In the middle of my year at VCA back in 2010, in my youth/self-doubt/feeling like a fraud-questioning my training, my practice and the lack of – and all the things that whirl about in your brains and body as a post-grad, I asked the wonderful Leisa Shelton, “is concept form?” She answered, “Do not give it any more weight than it should carry. It’s as simple as asking yourself ‘where do you want to live?’ or ‘what kind of relationship do you want to have?’”

And here I am – it’s August 2018, eleven weeks since the break up, writing this in candle light in the home I am creating for myself. Nestled in a quiet corner but close to the main streets, with easy access to multiple modes of public transport, bike paths and nature in a suburb I have come to love in the eight and more years living in Australia – I am in a cosy two-bedroom apartment. I know it will be financially tight, but I’ve taken the plunge with this lease – to carve my space in this world. I need to do this. And in my own way, I will manage this.

Quite aptly so, here I am, also embarking on a very ambitious time ahead. I have been commissioned to make a work in Adelaide that will open in December. I am beginning the plotting of a new work with Ling back on the helm with me, and with a new collaborator – it’s a work that would potentially find a life in Singapore which would mean a lot to me to bring something home. And I continue to plot my research questions in my leadership adventures, and find shape in being a stronger facilitator and advocate through my work at Theatre Network Australia.

Dan and I have also continued our weekly practice and I am very thrilled to announce that we have been shortlisted in this next stage of a Creative State Commissions, for a massive project idea that we both dreamed up! (p.s. it is only August!)

Some mornings, I am full of joy at our awesome idea and feel mighty proud of how far we both have come. (And to have finished this application two weeks after the end of my marriage!) Some mornings, I feel so mightily humbled to be in a list amongst other amazing artists I count as my seniors who I look up to! Some mornings, I am simply overwhelmed by the reality of what this next number of weeks is going to look like, and the work it is going to take.

But in every way, I am certain of how my practice has already, and will continue to be challenged and changed.

In every way possible, my world as I know it has already, and will continue to be challenged and changed.

Regardless of the triggers and reasons for a break up, the reality is that someone has decided that the payoff is no longer worth doing the work for. And when you weren’t the one that chose this outcome, it is very easy to equate that with “you are not worth doing the work for.”

And for reasons both known and unknown, both pervasively present and ever-changing in what was my relationship with Ben, the reality is that I hadn’t felt seen for a long time now – far longer than I had realised.

Seen – for all my beauty, my sorrow, my dreams, and my longings. My ambition, my roots, my present, and my future.

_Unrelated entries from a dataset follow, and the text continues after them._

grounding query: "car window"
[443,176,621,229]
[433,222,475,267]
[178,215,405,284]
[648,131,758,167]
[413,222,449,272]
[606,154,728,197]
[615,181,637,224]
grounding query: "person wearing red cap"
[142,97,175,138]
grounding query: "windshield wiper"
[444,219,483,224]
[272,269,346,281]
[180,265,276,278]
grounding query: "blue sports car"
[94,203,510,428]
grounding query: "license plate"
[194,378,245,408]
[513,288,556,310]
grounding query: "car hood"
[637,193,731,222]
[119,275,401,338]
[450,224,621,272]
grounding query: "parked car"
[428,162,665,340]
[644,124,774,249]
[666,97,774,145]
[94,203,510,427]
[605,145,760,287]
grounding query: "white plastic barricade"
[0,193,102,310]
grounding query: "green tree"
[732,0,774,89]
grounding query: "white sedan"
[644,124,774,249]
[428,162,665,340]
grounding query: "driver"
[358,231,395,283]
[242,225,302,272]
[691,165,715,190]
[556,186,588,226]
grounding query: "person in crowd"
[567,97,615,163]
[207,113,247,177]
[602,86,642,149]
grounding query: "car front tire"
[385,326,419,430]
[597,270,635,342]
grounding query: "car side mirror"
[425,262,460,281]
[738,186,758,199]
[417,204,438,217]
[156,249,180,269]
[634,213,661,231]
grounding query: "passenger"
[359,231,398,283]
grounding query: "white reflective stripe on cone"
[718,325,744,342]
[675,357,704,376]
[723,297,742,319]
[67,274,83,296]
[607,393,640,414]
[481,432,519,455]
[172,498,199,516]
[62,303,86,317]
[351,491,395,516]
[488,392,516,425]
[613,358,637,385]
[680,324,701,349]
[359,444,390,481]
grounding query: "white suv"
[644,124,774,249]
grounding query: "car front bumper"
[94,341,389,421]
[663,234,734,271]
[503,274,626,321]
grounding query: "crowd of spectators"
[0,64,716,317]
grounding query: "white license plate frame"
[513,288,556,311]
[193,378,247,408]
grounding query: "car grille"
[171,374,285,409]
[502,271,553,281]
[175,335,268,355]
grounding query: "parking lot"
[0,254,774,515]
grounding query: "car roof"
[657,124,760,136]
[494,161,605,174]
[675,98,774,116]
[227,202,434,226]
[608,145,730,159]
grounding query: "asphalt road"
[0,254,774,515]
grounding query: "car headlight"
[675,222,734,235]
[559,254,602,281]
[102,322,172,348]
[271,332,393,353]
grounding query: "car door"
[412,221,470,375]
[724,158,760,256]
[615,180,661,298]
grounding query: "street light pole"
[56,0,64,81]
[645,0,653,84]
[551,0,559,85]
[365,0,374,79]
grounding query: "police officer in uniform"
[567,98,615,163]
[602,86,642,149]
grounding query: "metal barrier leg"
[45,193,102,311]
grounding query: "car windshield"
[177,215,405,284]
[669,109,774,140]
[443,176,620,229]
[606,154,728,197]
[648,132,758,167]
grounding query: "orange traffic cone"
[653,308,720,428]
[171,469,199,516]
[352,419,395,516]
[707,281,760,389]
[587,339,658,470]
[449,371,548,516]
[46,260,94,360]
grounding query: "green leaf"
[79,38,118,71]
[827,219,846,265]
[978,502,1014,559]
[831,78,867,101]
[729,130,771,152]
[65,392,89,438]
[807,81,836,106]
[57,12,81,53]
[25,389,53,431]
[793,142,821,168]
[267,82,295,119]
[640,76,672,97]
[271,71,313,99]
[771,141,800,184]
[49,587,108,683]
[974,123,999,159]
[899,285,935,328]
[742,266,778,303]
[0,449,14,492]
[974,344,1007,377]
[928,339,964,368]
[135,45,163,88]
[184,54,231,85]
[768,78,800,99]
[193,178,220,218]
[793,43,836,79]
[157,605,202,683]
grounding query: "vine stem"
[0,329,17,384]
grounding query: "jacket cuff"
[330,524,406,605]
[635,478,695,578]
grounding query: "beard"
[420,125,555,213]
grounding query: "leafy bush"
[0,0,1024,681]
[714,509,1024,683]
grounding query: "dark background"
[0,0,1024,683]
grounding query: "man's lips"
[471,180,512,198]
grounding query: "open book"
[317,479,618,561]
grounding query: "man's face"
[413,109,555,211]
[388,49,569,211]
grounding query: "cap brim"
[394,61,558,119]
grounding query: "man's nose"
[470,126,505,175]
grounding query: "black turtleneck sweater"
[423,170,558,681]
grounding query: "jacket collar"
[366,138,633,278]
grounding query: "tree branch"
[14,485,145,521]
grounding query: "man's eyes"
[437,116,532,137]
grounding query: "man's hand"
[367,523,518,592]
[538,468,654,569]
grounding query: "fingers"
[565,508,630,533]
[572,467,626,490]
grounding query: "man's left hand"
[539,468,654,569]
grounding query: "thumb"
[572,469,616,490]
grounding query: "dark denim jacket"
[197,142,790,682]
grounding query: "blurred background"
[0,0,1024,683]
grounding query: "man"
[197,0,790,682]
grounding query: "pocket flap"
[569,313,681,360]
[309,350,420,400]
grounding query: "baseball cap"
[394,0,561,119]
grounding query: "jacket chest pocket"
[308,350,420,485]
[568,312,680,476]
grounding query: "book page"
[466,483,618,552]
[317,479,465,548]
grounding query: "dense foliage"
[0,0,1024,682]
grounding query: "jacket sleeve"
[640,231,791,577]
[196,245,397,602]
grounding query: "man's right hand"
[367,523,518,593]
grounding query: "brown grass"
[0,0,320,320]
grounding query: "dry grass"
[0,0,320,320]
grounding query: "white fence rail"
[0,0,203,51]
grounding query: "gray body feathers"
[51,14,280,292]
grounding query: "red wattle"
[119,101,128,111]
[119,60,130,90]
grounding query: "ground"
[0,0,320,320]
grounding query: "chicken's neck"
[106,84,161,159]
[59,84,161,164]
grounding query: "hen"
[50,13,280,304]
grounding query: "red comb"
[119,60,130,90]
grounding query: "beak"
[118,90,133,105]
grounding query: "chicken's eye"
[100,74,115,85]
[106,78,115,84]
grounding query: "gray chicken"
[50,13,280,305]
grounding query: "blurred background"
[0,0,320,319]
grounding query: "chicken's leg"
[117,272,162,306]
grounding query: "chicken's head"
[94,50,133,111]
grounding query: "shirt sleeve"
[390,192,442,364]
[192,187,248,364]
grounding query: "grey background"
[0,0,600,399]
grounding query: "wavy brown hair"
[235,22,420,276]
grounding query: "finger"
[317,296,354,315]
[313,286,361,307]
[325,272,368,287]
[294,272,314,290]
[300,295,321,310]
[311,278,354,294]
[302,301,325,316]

But perspective is multi-dimensional. And the blueprints in which form our worldview – sometimes only limits what we see. And if you are unable to rewrite those blueprints, then it would simply confirm what only you can see.

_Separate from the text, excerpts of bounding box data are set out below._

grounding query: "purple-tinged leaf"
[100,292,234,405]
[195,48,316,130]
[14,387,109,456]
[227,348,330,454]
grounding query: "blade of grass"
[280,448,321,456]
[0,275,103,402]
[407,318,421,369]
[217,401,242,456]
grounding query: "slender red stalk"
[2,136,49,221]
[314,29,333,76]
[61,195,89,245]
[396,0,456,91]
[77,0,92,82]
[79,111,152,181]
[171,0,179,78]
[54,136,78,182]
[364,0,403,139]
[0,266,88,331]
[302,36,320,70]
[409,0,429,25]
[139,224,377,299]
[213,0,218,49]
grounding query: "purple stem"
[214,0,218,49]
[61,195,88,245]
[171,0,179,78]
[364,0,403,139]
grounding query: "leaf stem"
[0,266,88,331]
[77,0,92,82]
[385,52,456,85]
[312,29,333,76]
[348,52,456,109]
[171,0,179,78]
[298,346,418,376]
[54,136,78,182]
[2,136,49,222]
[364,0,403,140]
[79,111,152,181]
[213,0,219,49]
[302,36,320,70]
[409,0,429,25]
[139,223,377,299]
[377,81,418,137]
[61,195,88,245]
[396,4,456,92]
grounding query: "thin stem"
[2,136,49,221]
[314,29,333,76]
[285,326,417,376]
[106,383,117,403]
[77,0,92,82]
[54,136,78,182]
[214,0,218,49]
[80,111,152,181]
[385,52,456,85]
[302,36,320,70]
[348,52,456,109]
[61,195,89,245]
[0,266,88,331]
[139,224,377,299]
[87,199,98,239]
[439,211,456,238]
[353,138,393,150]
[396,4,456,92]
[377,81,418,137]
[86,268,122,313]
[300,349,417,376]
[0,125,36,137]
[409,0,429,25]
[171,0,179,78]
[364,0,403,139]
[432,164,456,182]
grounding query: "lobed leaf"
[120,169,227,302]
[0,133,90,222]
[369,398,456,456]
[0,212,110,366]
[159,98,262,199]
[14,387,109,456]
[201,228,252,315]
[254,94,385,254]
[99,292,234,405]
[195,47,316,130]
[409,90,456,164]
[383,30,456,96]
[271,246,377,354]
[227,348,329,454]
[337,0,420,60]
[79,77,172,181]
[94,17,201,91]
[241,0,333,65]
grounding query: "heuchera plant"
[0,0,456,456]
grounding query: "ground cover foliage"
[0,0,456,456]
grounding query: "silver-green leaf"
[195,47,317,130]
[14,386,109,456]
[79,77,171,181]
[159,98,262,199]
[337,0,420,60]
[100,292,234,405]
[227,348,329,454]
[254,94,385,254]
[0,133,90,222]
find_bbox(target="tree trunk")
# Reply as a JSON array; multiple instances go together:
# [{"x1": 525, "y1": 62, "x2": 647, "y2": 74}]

These days, I don’t feel like a fraud and can confidently articulate my practice – I create participatory live art experiences that are about rewriting our blueprints – in our memories through the autobiographical story, in our rituals through the making and sharing of food, in our perspective of time, place and space in the site-responsive encounters…

Perhaps my first ever review for a solo work came in the form of a text message from Ben this time eight years ago before I even knew him at all. He was an audience participant in the photobooth work, and the text message read – “thank you for the wonderful experience, I’ve been looking at the world differently ever since.”

Did I imagine my world would look like this right now those eleven weeks ago? Not at all.

And yet none of these is accidental.

Rigour. Questions. Refining. Expanding. Distilling. Questions again, and again. Rinse and repeat. I’ve entered doors that I’ve worked to get opened for me. And most importantly – I believe I’ve been generous with my time and my friendship, held the doors open, to enable others to come alongside with me, as I have accepted many other a generosity from my elders, peers and community.

But to come along for the ride – one must be able to see each others’ vision, and trust in it; to see my vision and trust in it, as I do yours.

So that by our friendship, in any way possible, allow our practice, and our world, be challenged and changed.

And for our blueprints be shaped so that we may always look for another way to look at this world we live in.

And for now, this is where I know I want to live.